By Kevin Mooney — While the Obama Administration continues to press hard on behalf of its benefactors within organized labor, there is a potential electoral earthquake brewing in California that may prove disruptive toward presidential political paybacks.
On the ballot for voter consideration this fall, is the California Government Employee Pension Reform Act of 2012 set up to put public sector employees on more of an even keel with their private sector counterparts. There is a major dispute brewing over how the state attorney general has interpreted the ballot language. Even so, supporters are convinced the initiative will attract substantial voter support. A new poll from the Public Policy Institute of California shows that over 80 percent of state residents agree that government spending on public employee pensions should be curtailed.
Duf Sundheim, a former chairman of the state Republican Party who is now active with California Pension Reform, (CPR) the group responsible for drafting the pension reform initiative, testified before the Conference Committee on Public Employee Pensions in Sacramento this past December.
“Pension reform is not an ideological issue, it is a math issue,” he told the committee. “As the governor, your own legislative analysis and your own reform commission have pointed out, our unfunded pension liabilities are having a crushing effect on public safety, education and other vital services. For example, during the last four years San Jose’s retiree benefit expenditures have more doubled, forcing the city to eliminate 23 percent of its workers. The same is happening all over this state — and it is only going to get worse, much worse.”
Gov. Jerry Brown has offered up his own pension reform proposal. But it does not go far enough toward addressing the rising liabilities attached to retirement funds that now threaten the system’s long-term viability, Sundheim explained in testimony. In fact, Brown’s plan would result in meager savings at best, and addresses just 5 percent of the debt, he said.
By contrast, the proposal from CPR would result in profound, transformative changes more in keeping in what has occurred recently in other states like N.J., Rhode Island and Wisconsin.
The California pension reform proposal includes two proposals, but only one will appear on the ballot. Supporters claim the state attorney general has misrepresented some parts of the proposal in summary language.
Both proposals are built around the following changes that would included as part of a constitutional amendment:
“Ending abuses such as salary spiking and retroactive benefit increases”
“Reducing unfunded liabilities”
“Making benefits for new workers comparable to benefits in the private sector”
The initiative and referendum offers the only genuine hope for reform given how interlinked the political class in Sacramento is with union leaders who oppose policy changes that would result in fewer taxpayer funded perks. The most powerful unions in the state are the teacher unions — the California Teachers Association (CTA), the state affiliate of the National Education Association (NEA), and the California Federation of Teachers (CFT), a division of the American Federation of Teachers — and the American Federation of State, County and Municipal Employees (AFSCME).
In anticipation of an intense campaign this fall, the unions are already on the attack, blaming the state’s troubled finances on shady “Wall Street” moneymen. The CTA has organized “Pension Truth Squads” of retired teachers who claim teachers benefits are greatly overstated.

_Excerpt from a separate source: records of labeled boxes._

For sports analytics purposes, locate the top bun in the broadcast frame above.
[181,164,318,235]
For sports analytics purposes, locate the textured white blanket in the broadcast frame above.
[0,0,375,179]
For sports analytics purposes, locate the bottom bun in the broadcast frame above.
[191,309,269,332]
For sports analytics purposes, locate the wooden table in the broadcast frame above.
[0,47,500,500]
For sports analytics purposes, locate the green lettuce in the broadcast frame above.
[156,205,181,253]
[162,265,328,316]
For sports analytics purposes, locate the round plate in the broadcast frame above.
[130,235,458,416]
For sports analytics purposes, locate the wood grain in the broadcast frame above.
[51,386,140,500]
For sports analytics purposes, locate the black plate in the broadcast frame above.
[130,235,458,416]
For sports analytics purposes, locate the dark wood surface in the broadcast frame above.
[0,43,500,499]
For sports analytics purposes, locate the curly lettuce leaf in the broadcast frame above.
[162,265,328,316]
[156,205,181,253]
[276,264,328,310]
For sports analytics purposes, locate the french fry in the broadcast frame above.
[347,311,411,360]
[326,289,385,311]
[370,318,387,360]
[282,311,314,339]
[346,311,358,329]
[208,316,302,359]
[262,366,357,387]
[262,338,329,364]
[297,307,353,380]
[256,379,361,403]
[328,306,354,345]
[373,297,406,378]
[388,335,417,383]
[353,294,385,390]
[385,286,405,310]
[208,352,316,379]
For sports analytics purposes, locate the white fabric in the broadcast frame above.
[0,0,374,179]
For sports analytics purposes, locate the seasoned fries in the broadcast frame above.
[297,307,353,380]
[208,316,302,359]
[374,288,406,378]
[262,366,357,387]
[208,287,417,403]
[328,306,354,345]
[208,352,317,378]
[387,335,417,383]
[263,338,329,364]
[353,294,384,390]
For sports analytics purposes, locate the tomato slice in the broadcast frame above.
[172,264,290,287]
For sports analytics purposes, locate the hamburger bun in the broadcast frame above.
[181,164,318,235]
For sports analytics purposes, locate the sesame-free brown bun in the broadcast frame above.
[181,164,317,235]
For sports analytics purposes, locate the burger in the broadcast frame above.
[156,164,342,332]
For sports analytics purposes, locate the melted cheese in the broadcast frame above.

While the unions are well positioned to outspend their opponents in terms of political advertising and messaging, there are some objective facts that will be difficult to drown out. A just released study from the Standford Institute for Economic Policy Research the examined CalPers (the principal state employees retirement system), the California State Teachers Retirement Systems (CalSTRS) and the University of California Retirement Plan (UCRP), concluded that they have an unfunded liability of $290.6 billion, assuming an annual average investment rate of return of 6.2 percent.
There is growing awareness on the part of voters that the U.S. now as two separate classes of workers. 1) Public employees who are insulated from recessions and demand more benefits 2) Private sector employees, including many union members who subjected to layoffs and cutbacks.
In 2009, for the first time in American history, more union members worked for government than for the private sector. This was no temporary blip; the trend toward public sector unionization continues to accelerate. In 2010, 7.6 million government workers belonged to a union versus 7.1 million in the private workforce.
This may explain why union members who work for private companies have found common cause with other concerned taxpayers and reform minded governors who are resisting lavish collective bargaining agreements that do not square with fiscal reality.